Bug 19524

Summary: Able to move nodes across documents
Product: WebKit Reporter: danceoffwithyourpantsoff <danceoffwithyourpantsoff>
Component: DOMAssignee: Ojan Vafai <ojan>
Status: RESOLVED FIXED    
Severity: Normal CC: ap, arv, cdumez, emacemac7, eric, Ms2ger, ojan
Priority: P2    
Version: 528+ (Nightly build)   
Hardware: PC   
OS: OS X 10.5   
Attachments:
Description Flags
Patch darin: review+

Description danceoffwithyourpantsoff 2008-06-12 15:43:56 PDT
Webkit currently enables a compat hack that allows you to move nodes between documents.  Here is the situation overall:

Node::checkAddChild special cases a node that is not inDocument() to be compatible with Mozilla and Mac IE.  The compatibility is because window.Option internally creates a element using document.createElement(), meaning the node's m_document is window.document.  Apparently some people would use the Options() constructor, and then try to add this node to another document (say an iframe).  Mozilla allows you to move nodes between documents, so this works, but I argue this is completely broken.  I have no idea about Mac IE.  Windows IE does not allow you to move nodes between documents, including the Options case.

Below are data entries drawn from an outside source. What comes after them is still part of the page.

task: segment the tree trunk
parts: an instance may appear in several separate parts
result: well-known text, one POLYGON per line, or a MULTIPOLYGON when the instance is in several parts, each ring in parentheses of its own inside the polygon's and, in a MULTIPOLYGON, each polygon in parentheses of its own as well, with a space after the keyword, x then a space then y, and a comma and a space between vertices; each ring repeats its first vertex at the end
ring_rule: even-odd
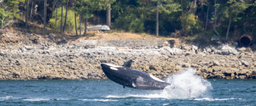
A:
POLYGON ((230 28, 230 24, 231 23, 231 16, 229 16, 229 26, 227 27, 227 34, 226 35, 226 41, 227 41, 227 36, 229 35, 229 29, 230 28))
POLYGON ((182 0, 180 0, 180 6, 181 8, 181 16, 183 16, 183 6, 182 5, 182 0))
POLYGON ((158 36, 158 7, 157 6, 157 10, 156 11, 156 18, 157 18, 156 20, 156 24, 155 26, 155 35, 157 36, 158 36))
MULTIPOLYGON (((208 1, 210 2, 210 1, 208 1)), ((204 28, 204 32, 206 32, 206 29, 207 29, 207 24, 208 23, 208 14, 209 14, 209 6, 210 3, 208 3, 208 5, 207 8, 207 15, 206 15, 206 23, 205 24, 205 28, 204 28)))
POLYGON ((55 19, 55 29, 54 30, 54 32, 56 33, 56 29, 57 27, 57 14, 58 14, 58 7, 59 7, 59 0, 57 0, 57 8, 56 9, 56 17, 55 19))
POLYGON ((60 19, 60 32, 62 32, 62 19, 63 15, 63 6, 61 5, 61 17, 60 19))
MULTIPOLYGON (((55 1, 56 1, 56 0, 53 0, 53 2, 52 3, 53 4, 53 6, 52 7, 52 13, 51 14, 52 15, 53 14, 53 11, 54 11, 54 8, 55 7, 55 2, 56 2, 55 1)), ((58 8, 58 7, 57 7, 57 8, 58 8)))
MULTIPOLYGON (((110 5, 110 4, 109 4, 110 5)), ((111 24, 111 10, 110 10, 110 5, 108 7, 108 8, 107 9, 107 14, 106 15, 107 16, 106 16, 106 22, 107 22, 107 25, 109 26, 109 28, 110 27, 110 25, 111 24)))
POLYGON ((46 25, 46 3, 47 0, 45 0, 44 7, 44 29, 43 29, 43 35, 44 35, 45 33, 45 26, 46 25))
POLYGON ((80 15, 80 22, 79 22, 79 23, 80 23, 80 34, 79 34, 79 35, 80 35, 80 36, 81 36, 81 31, 82 29, 82 26, 81 26, 81 22, 82 22, 82 15, 81 15, 81 14, 80 15))
POLYGON ((32 17, 32 12, 33 11, 33 8, 34 8, 34 7, 33 7, 33 5, 34 4, 34 0, 32 0, 32 4, 31 4, 31 11, 30 11, 30 21, 31 21, 31 19, 32 18, 31 18, 31 17, 32 17))
POLYGON ((63 26, 63 32, 65 32, 65 29, 66 27, 66 23, 67 23, 67 16, 68 14, 68 0, 67 0, 67 5, 66 6, 66 15, 65 16, 65 21, 64 22, 64 26, 63 26))
MULTIPOLYGON (((216 0, 214 0, 214 5, 216 5, 216 0)), ((217 18, 217 16, 216 16, 216 8, 215 7, 214 8, 214 16, 215 16, 215 18, 214 19, 214 27, 213 27, 213 30, 214 30, 214 32, 215 32, 215 33, 216 33, 216 34, 218 35, 218 37, 219 37, 219 33, 218 33, 217 31, 216 30, 216 29, 215 29, 215 28, 216 27, 216 24, 217 23, 217 21, 216 21, 216 18, 217 18)))
POLYGON ((196 15, 196 9, 197 9, 197 8, 196 8, 196 0, 195 0, 195 3, 195 3, 194 5, 194 8, 195 8, 194 9, 194 15, 196 15))
MULTIPOLYGON (((180 0, 180 3, 181 3, 181 19, 183 18, 183 6, 182 3, 182 0, 180 0)), ((183 32, 184 32, 184 30, 183 29, 183 26, 182 25, 182 24, 181 24, 181 33, 183 33, 183 32)))
MULTIPOLYGON (((74 8, 76 7, 76 0, 75 0, 75 5, 74 6, 74 8)), ((76 14, 75 12, 75 28, 76 30, 76 36, 78 36, 78 34, 77 33, 77 27, 76 26, 76 14)))
POLYGON ((26 29, 27 29, 27 26, 29 24, 29 22, 28 22, 29 20, 29 0, 27 0, 27 11, 26 12, 26 24, 25 25, 25 27, 26 29))
POLYGON ((85 19, 85 22, 84 23, 84 33, 83 35, 84 36, 85 36, 87 35, 87 22, 88 21, 88 19, 87 18, 86 18, 86 19, 85 19))
POLYGON ((77 27, 76 27, 76 15, 75 12, 75 26, 76 29, 76 36, 78 37, 78 34, 77 33, 77 27))

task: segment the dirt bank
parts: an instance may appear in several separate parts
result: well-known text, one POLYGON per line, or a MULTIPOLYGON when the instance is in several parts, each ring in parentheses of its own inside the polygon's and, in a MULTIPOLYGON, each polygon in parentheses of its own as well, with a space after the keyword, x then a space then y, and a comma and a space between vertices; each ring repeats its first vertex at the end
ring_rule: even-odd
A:
POLYGON ((25 39, 30 43, 2 45, 0 79, 105 79, 101 64, 121 65, 129 59, 132 68, 160 78, 187 68, 207 79, 256 76, 256 54, 227 44, 202 48, 159 39, 102 39, 57 45, 35 36, 25 39))

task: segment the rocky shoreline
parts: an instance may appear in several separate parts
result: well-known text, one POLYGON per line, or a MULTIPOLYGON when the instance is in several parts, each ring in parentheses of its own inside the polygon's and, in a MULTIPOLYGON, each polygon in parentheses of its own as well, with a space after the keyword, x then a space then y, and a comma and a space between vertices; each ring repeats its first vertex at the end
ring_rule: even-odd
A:
POLYGON ((160 79, 188 68, 206 79, 256 78, 256 53, 235 43, 203 48, 176 45, 175 40, 120 39, 57 45, 48 38, 28 39, 25 44, 2 46, 0 79, 106 79, 101 64, 121 65, 129 59, 133 69, 160 79))

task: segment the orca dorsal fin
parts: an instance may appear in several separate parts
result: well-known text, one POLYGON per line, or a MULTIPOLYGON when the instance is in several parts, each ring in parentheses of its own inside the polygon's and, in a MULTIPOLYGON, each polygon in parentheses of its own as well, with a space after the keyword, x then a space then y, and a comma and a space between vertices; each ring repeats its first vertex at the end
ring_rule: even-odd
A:
POLYGON ((128 60, 128 61, 126 61, 124 63, 124 64, 122 65, 124 68, 129 68, 132 66, 132 60, 128 60))

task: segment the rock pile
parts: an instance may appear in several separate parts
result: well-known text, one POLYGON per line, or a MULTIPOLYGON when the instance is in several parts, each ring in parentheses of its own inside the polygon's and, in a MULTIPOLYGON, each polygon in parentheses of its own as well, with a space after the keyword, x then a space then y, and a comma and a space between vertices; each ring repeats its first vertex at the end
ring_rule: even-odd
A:
POLYGON ((163 40, 98 40, 2 46, 0 79, 105 79, 101 64, 121 66, 129 59, 134 62, 132 68, 160 78, 187 68, 196 69, 205 78, 256 78, 256 54, 246 48, 226 44, 204 48, 170 46, 163 40))

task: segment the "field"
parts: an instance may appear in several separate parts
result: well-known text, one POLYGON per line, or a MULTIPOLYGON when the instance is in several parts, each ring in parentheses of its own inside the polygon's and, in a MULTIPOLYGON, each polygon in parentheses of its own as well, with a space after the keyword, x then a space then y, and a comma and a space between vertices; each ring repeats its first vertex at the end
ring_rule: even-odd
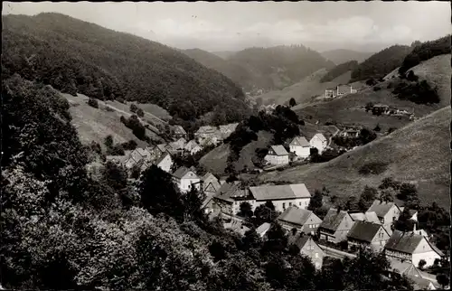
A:
POLYGON ((328 163, 267 173, 262 182, 305 183, 311 192, 325 186, 339 197, 359 196, 365 185, 378 186, 385 177, 418 185, 425 203, 437 202, 449 209, 450 107, 394 131, 328 163), (378 175, 363 176, 359 169, 369 163, 387 164, 378 175))
POLYGON ((302 117, 312 117, 312 122, 319 120, 325 123, 328 119, 348 124, 361 125, 373 127, 377 124, 386 130, 389 127, 400 127, 410 122, 408 117, 391 116, 373 116, 366 113, 361 108, 368 102, 382 103, 389 106, 413 112, 416 117, 423 117, 450 104, 450 55, 442 55, 426 61, 414 67, 413 71, 419 76, 420 80, 427 80, 432 86, 438 88, 441 102, 436 105, 417 105, 408 100, 400 100, 392 94, 391 88, 388 89, 391 82, 396 81, 398 78, 388 79, 376 86, 380 90, 374 91, 372 88, 367 88, 356 94, 351 94, 331 101, 318 102, 317 104, 296 108, 297 113, 302 117))
MULTIPOLYGON (((118 110, 107 110, 104 103, 99 101, 99 108, 94 108, 87 104, 88 98, 84 95, 79 94, 78 97, 64 93, 61 93, 61 95, 71 104, 69 111, 72 117, 72 125, 77 128, 83 144, 87 145, 94 141, 103 146, 105 137, 111 135, 115 144, 135 140, 138 146, 147 146, 147 143, 137 138, 132 130, 126 127, 120 121, 121 116, 126 117, 130 116, 127 113, 128 108, 126 108, 126 112, 121 111, 119 108, 118 110)), ((146 135, 151 138, 158 138, 158 136, 147 129, 146 135)))
POLYGON ((324 95, 328 88, 334 88, 339 84, 346 84, 350 80, 351 71, 348 71, 330 82, 321 83, 320 80, 326 74, 326 70, 322 69, 306 77, 303 80, 281 90, 274 90, 255 97, 262 99, 264 105, 275 103, 283 105, 288 103, 290 99, 295 99, 297 104, 310 102, 312 97, 324 95))

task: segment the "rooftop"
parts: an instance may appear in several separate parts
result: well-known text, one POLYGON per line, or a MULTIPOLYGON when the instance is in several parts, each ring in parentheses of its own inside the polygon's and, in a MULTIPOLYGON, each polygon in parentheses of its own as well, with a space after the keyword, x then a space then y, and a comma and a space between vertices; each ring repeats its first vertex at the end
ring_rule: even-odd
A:
POLYGON ((257 201, 311 197, 304 183, 250 187, 250 192, 257 201))

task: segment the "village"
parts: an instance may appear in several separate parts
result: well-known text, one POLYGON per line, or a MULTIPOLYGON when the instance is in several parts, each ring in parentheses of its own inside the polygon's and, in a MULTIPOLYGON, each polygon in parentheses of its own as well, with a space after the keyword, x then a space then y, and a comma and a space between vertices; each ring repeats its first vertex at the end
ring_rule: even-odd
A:
MULTIPOLYGON (((416 229, 418 212, 410 211, 413 230, 402 232, 393 229, 403 212, 403 207, 393 202, 375 200, 366 211, 330 208, 319 218, 307 210, 312 195, 304 183, 261 184, 246 186, 240 181, 228 181, 227 176, 216 177, 212 173, 202 175, 196 168, 174 168, 174 156, 193 155, 205 146, 222 143, 238 127, 238 123, 216 127, 201 127, 194 138, 180 126, 174 127, 174 141, 126 151, 124 155, 108 155, 107 161, 123 165, 127 171, 144 171, 154 164, 172 175, 181 192, 195 188, 202 195, 202 209, 210 219, 218 218, 225 229, 244 235, 252 226, 247 223, 242 210, 248 205, 250 213, 259 206, 267 206, 278 213, 276 221, 287 232, 289 243, 296 244, 302 255, 309 257, 317 269, 325 258, 354 258, 359 248, 383 252, 391 261, 388 276, 406 275, 415 282, 416 289, 434 290, 438 287, 435 276, 426 268, 440 266, 445 254, 431 241, 424 230, 416 229)), ((359 130, 336 132, 339 136, 355 137, 359 130)), ((293 138, 287 149, 283 145, 270 146, 264 157, 263 170, 287 166, 294 161, 305 161, 313 149, 322 154, 328 148, 328 140, 317 133, 309 140, 306 136, 293 138)), ((257 233, 266 239, 271 227, 267 221, 256 227, 257 233)))

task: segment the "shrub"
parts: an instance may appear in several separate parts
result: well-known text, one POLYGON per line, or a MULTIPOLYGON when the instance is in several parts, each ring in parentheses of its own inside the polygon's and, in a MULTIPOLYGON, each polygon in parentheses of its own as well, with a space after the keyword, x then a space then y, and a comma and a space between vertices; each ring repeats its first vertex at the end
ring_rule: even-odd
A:
POLYGON ((388 164, 381 162, 373 162, 363 164, 359 169, 359 174, 363 175, 368 174, 380 174, 384 173, 388 167, 388 164))
POLYGON ((88 99, 88 105, 89 105, 92 108, 99 108, 99 102, 93 98, 88 99))

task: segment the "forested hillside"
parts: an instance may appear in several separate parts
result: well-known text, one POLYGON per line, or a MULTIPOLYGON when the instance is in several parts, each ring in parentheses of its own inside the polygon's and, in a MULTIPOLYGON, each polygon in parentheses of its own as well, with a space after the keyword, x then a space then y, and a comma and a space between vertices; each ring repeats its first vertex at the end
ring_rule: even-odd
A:
POLYGON ((433 57, 450 53, 450 35, 441 37, 438 40, 423 43, 413 43, 413 51, 405 57, 403 63, 399 69, 400 74, 407 72, 410 68, 419 64, 422 61, 433 57))
POLYGON ((337 77, 341 76, 342 74, 346 73, 349 70, 353 70, 358 67, 358 61, 350 61, 347 62, 341 63, 334 68, 331 69, 326 75, 325 75, 321 80, 320 82, 329 82, 337 77))
POLYGON ((209 221, 199 193, 182 195, 153 165, 137 183, 113 163, 88 175, 93 150, 68 102, 18 75, 2 80, 1 284, 44 290, 412 290, 383 277, 384 255, 324 263, 289 245, 278 223, 261 241, 209 221), (336 275, 334 275, 336 274, 336 275))
POLYGON ((400 67, 412 47, 393 45, 386 48, 363 61, 352 71, 352 81, 379 79, 400 67))
POLYGON ((63 14, 2 16, 2 77, 14 73, 65 93, 155 103, 176 120, 248 112, 241 89, 167 46, 63 14))
POLYGON ((373 52, 356 52, 344 49, 332 50, 322 52, 324 58, 325 58, 326 60, 330 60, 335 64, 340 64, 350 61, 363 62, 372 54, 373 52))
POLYGON ((228 61, 250 71, 253 85, 265 90, 290 86, 320 69, 334 66, 303 45, 249 48, 234 53, 228 61))

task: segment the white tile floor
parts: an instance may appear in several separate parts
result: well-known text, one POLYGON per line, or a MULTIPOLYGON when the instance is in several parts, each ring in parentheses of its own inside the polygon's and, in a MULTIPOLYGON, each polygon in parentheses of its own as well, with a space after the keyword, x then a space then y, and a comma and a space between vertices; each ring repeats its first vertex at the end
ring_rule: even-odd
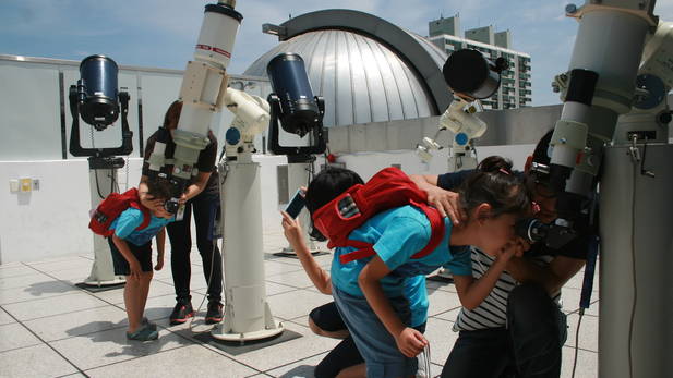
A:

Also, the hack is incorrect.  The logic really means more of "wasNeverInADocument" and not "inDocument".  If you add a node to a document, you can remove it, and then add it to a different document, which is clearly incorrect.  Adding a wasEverInADocument flag is also not correct, since this allows any elements created via document.createElement, etc, to be attached to a different document.

Also, checkAddChild will walk the nodes and setDocument it and all the children, which is completely not the correct way to adopt a child.  checkAddChild should simply do a check, like the name implies, and no modification should happen here! (really this should be a const method).

There are other bugs involving adopting nodes, but I would like to clean up the code so there is only a single place where node adoption can occur (document.adoptNode) so that the code will be more clear and we can fix the adoption problems through a single path.  I believe this is correct in terms of the spec and the web.  I don't think there are many cases of this new Options problem, specially seeing that it doesn't work in IE.
Comment 1 Alexey Proskuryakov 2008-06-12 21:45:37 PDT
Could you please attach a test case?

I suspect that this behavior is by design (as there doesn't seem to be a compelling reason to refuse moving nodes between documents), but having a test case would make the discussion more focused.
Comment 2 danceoffwithyourpantsoff 2008-06-13 10:45:41 PDT
http://danceoffwithyourpantsoff.googlepages.com/webkit-adopt.html

In Mozilla and Opera, you won't get an alert, because it allows you to move nodes between documents.

In IE, you will get an alert, and then a script error, because it never allows you to move nodes between documents.

In Webkit, you will get an alert first, but then because of the compat hack, you can still move the node across documents as long as you remove it first, so you will see that div moves inside the iframe.

I would argue that you shouldn't never be able to move nodes across documents, unless you adoptNode().  This is the point of adoptNode().

If we decide that we should be able to move nodes across documents, then

1) The case of moving a connected node (which now exceptions) should be made to work, like it does in Mozilla and Opera.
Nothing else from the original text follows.